Good Question: Who Takes Care Of Us When We Get Older?

MINNEAPOLIS (WCCO) - A new study from the University of Minnesota finds we vastly underestimate the amount of help we'll need later in life.

Researchers found only 40 percent of us think we'll need long-term care when, in reality, 70 percent of us do.

So, who takes care of us when we get older? Good Question.

Of those who will need care long-term, 80 percent of it will be unpaid and provided at home.

Carrie Henning-Smith researches aging and disability at the University of Minnesota.

"The average person getting long-term care is getting it from a spouse or a child or a sibling or a friends or a neighbor," she said.  "I'm talking about any care that people need to do their daily activities."

Children are the majority of unpaid caregivers (52 percent), followed by spouses (27 percent), other relatives (7 percent), neighbors or friends (7 percent) and grandchildren (6 percent).

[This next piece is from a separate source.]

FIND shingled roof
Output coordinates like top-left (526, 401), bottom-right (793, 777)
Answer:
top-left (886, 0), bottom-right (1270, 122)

Of those people who have home care, aides don't come in and help out as much as you'd think.

Fourteen percent of people have home health aides, who cost an  average of $21 per hour. About 10 percent of people live in an assisted living facility.

At any given time, 4 percent of people over 65 live in a nursing home. That jumps to 11 percent for those older than 85. But, over the course of a lifetime, about half of us will spend some time in and out of a nursing home.

"Most people who need long term care will end up cobbling together unpaid care," Henning-Smith said. "Sometimes, they might end up in nursing home, they might use a home health care aide."

Henning-Smith also said that our population is getting increasingly older and the birth rate has gone down, so there will be fewer young people to take care of older parents.

So these conversations are really important, especially when nursing home care can cost $80,000 to $90,000 a year.